By reviewing the other 4 threads on the top 5 threads from “runaway” output I notice that they all are doing the same type of operation and getting stuck on the same place. Here I already have enough data to say that we are hanging because we are waiting on authentication to come from the DC, but if you want to have the triple confirmation, open netlogon.log and you should see also events like these:
[CRITICAL] CONTOSO : NlFinishApiClientSession: timeout call to \\dc01.contoso.com Count: 1
[CRITICAL] CONTOSO : NlpUserValidateHigher: denying access after status: 0xc0020017 1
[SESSION] CONTOSO : NlSetStatusClientSession: Set connection status to c0020017
[SESSION] CONTOSO : NlSetStatusClientSession: Unbind from server to \\dc01.contoso.com(TCP) 1.
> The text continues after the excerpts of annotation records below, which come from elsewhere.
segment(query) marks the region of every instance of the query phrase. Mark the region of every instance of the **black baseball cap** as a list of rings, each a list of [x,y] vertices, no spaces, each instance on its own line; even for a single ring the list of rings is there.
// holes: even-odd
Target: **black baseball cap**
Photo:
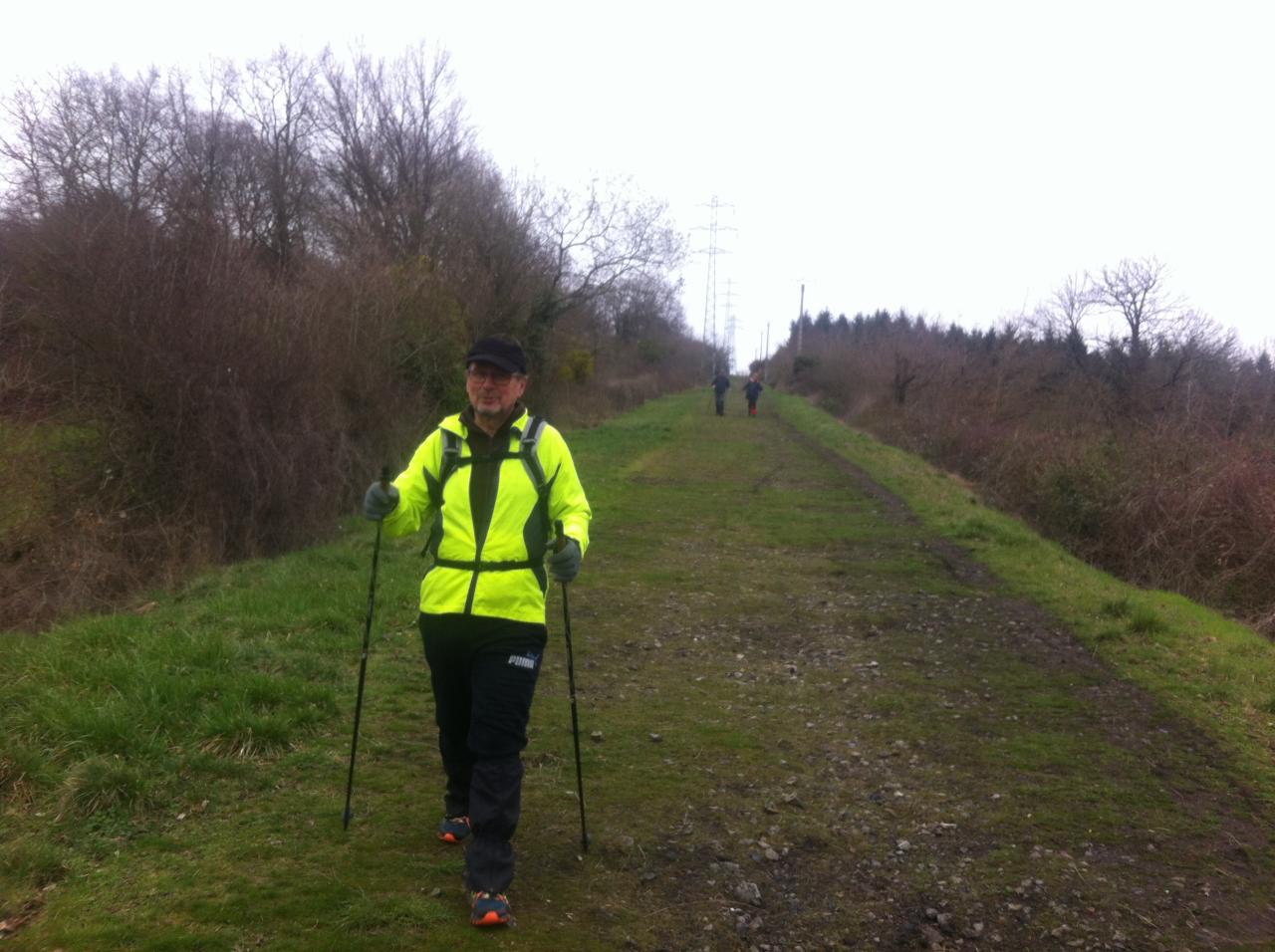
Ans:
[[[465,354],[465,366],[470,363],[490,363],[510,373],[527,373],[527,354],[513,338],[483,338],[476,340]]]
This keeps going on and on until we time out:
[SESSION] CONTOSO : NlSetStatusClientSession: Unbind from server \\dc01.contoso.com (PIPE) 0.
[SESSION] CONTOSO : NlSessionSetup: Session setup Failed
[CRITICAL] I_NetLogonGetAuthData failed: (null) CONTOSO (Flags 0x1): 0xc000005e
[LOGON] SamLogon: Network logon of CONTOSO\YuriDio from ISA02 Returns 0xC000005E
[SESSION] I_NetLogonGetAuthData called: (null) CONTOSO (Flags 0x1)
Notice that the error 0xC000005E means STATUS_NO_LOGON_SERVERS, which clearly states that we can’t get on hold of the DC for some reason.
In this case ISA/TMG performance was affected due the lack of response from the DC, in this particular case the DC was suffering with a bottleneck and causing authentication requests to queue up. Again, another good example of having the same symptom for a different root cause. This is a very important concept to keep in mind: it is not because you have the same symptom that the root cause of the issue will be the same. Yesterday and today you have two posts where the symptom was the same but with a completely different root cause.